Originally posted by messenoirAh hah, this will be the year the Bears destroy the Pack, aka "we don't have to get better, as every other team is getting worse."
And just remember Pack fans, as you sleep comfortably in your warm beds tonight. Just remember that Favre is retiring soon, and there's not a thing you can do about it. Bwahahahahahahahahahaha.
Oh no, Favre will retire and then we'll have to get...REX GROSSMAN as our quarterback! Augh!
I've said it before and I'll say it again. The best thing that could happen to Green Bay this year would be a 3-13 record. It would get Sherman's worthless ass fired, and then GB would be able to bring in a new coach and GM who would utterly burn down this underachieving roster and start over. The constant middling records and second-round playoffs knockouts aren't helping this old team rebuild like it has to.

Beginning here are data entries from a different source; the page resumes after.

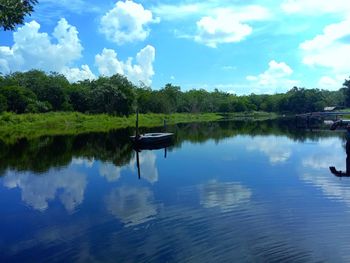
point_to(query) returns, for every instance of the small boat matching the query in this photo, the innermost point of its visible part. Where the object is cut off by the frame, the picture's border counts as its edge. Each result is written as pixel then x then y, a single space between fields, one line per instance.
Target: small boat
pixel 156 137
pixel 339 123
pixel 154 140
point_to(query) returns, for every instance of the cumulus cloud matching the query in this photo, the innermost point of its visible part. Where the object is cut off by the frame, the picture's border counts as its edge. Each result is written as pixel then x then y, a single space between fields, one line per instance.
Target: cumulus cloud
pixel 76 74
pixel 33 49
pixel 275 78
pixel 226 196
pixel 223 28
pixel 330 50
pixel 126 22
pixel 132 206
pixel 37 191
pixel 109 64
pixel 215 25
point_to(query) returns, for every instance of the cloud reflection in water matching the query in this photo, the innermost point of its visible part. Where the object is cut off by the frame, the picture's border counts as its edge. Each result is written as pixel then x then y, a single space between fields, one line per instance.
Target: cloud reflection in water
pixel 226 196
pixel 132 205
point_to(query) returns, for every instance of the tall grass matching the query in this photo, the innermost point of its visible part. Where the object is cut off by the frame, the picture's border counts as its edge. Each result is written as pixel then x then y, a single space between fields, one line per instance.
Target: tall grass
pixel 16 126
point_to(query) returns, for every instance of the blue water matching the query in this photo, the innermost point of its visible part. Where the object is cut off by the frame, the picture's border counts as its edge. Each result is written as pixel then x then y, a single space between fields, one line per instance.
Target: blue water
pixel 226 192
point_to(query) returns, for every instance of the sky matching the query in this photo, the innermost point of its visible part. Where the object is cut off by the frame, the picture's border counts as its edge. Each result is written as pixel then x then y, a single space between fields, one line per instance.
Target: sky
pixel 236 46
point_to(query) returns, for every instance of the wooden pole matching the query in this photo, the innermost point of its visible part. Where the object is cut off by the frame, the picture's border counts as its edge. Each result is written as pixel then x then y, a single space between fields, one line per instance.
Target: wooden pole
pixel 137 125
pixel 138 164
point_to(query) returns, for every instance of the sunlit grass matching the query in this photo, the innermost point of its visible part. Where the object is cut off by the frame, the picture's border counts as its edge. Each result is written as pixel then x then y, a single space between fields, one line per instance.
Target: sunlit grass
pixel 16 126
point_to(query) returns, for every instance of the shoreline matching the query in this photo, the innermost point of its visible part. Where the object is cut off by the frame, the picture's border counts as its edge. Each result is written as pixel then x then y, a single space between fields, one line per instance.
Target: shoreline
pixel 33 125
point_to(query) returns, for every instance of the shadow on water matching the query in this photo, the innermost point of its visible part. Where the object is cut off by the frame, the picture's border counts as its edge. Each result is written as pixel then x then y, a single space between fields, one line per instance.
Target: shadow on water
pixel 41 154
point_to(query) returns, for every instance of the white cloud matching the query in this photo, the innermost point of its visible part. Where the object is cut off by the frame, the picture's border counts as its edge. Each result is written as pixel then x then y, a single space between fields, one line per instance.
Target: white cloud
pixel 33 49
pixel 331 83
pixel 75 6
pixel 329 50
pixel 37 191
pixel 223 28
pixel 316 7
pixel 174 12
pixel 77 74
pixel 215 25
pixel 275 79
pixel 109 64
pixel 226 196
pixel 132 206
pixel 126 22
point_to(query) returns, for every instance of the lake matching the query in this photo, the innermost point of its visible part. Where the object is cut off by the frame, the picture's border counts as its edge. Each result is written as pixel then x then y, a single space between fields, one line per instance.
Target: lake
pixel 224 192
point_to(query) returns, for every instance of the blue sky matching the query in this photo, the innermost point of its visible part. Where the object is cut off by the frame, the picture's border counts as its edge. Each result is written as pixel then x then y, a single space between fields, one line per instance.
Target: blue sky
pixel 240 47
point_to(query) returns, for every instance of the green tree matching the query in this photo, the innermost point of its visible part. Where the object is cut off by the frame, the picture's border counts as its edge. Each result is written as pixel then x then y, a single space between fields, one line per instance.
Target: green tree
pixel 19 99
pixel 114 95
pixel 346 86
pixel 13 12
pixel 3 103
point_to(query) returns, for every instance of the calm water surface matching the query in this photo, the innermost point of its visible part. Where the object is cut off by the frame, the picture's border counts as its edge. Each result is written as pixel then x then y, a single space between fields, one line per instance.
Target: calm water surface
pixel 226 191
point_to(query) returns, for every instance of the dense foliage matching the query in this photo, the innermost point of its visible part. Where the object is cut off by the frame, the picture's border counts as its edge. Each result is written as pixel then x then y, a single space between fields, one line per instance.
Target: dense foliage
pixel 12 12
pixel 36 91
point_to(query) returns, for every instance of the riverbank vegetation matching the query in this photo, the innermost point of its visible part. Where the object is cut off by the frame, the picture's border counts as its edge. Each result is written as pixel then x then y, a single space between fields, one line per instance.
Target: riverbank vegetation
pixel 38 92
pixel 32 125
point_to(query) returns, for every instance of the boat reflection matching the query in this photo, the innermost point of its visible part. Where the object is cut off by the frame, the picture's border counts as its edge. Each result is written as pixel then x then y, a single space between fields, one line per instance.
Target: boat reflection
pixel 346 173
pixel 158 146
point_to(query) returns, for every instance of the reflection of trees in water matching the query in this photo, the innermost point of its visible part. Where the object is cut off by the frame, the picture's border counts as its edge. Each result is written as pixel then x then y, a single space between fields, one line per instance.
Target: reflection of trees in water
pixel 132 205
pixel 39 155
pixel 226 196
pixel 38 191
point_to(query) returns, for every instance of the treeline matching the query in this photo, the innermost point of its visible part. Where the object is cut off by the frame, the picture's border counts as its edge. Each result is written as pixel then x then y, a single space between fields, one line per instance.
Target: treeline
pixel 36 91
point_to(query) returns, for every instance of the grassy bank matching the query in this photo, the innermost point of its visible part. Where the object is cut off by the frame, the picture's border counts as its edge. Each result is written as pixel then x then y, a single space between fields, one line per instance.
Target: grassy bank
pixel 14 126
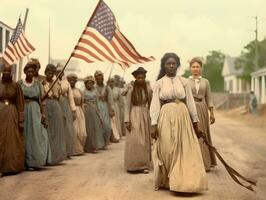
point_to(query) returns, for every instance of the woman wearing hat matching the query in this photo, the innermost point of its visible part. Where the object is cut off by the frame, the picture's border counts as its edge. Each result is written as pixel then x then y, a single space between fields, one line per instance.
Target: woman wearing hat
pixel 11 127
pixel 137 121
pixel 178 163
pixel 68 107
pixel 80 133
pixel 94 123
pixel 55 117
pixel 36 139
pixel 201 92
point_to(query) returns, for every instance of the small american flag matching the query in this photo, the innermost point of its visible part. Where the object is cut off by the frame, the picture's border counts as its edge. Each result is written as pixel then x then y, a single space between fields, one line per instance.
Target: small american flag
pixel 18 46
pixel 102 41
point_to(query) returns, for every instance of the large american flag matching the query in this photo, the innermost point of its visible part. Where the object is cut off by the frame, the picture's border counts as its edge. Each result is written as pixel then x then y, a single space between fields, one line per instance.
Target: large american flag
pixel 18 46
pixel 102 41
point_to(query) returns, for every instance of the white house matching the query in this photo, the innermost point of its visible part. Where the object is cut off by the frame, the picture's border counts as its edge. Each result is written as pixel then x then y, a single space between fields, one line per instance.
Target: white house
pixel 5 34
pixel 232 82
pixel 258 84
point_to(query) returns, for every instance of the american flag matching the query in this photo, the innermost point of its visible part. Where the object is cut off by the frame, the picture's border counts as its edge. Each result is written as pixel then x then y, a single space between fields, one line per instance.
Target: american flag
pixel 18 46
pixel 102 41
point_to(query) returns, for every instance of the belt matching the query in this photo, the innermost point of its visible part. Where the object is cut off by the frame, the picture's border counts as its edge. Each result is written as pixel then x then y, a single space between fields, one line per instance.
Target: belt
pixel 6 101
pixel 197 99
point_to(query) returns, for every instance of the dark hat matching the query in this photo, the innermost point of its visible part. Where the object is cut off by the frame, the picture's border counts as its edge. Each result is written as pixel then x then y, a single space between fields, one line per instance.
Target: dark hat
pixel 138 71
pixel 50 67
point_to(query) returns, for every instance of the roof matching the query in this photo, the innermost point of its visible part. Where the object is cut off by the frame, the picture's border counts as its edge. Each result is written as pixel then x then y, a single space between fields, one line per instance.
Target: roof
pixel 6 25
pixel 259 72
pixel 229 67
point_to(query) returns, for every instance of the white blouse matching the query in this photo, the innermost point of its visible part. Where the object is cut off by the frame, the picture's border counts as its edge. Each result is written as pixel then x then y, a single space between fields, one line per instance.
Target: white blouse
pixel 172 88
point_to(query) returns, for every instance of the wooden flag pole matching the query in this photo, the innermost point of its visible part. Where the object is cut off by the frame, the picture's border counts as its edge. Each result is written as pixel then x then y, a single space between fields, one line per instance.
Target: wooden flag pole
pixel 46 94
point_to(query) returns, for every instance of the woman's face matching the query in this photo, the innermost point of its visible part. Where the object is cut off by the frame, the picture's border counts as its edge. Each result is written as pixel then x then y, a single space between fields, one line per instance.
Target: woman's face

So there I am, in Sri Lanka, formerly Ceylon, at about 3 o'clock in the morning, looking for one thousand brown M&Ms to fill a brandy glass, or Ozzy wouldn't go on stage that night. So, Jeff Beck pops his head 'round the door, and mentions there's a little sweets shop on the edge of town. So - we go. And - it's closed. So there's me, and Keith Moon, and David Crosby, breaking into that little sweets shop, eh. Well, instead of a guard dog, they've got this bloody great big Bengal tiger. I managed to take out the tiger with a can of mace, but the shopkeeper and his son... that's a different story altogether. I had to beat them to death with their own shoes. Nasty business, really, but sure enough I got the M&Ms, and Ozzy went on stage and did a great show.--- Del Preston
"... the heck? All I was talking about was rivalry smack, not a personal attack on you. Sorry, didn't mean to piss you off like that. Thought you could take some good-spirited trash-talk. Nothing freaking personal against you though, sheesh.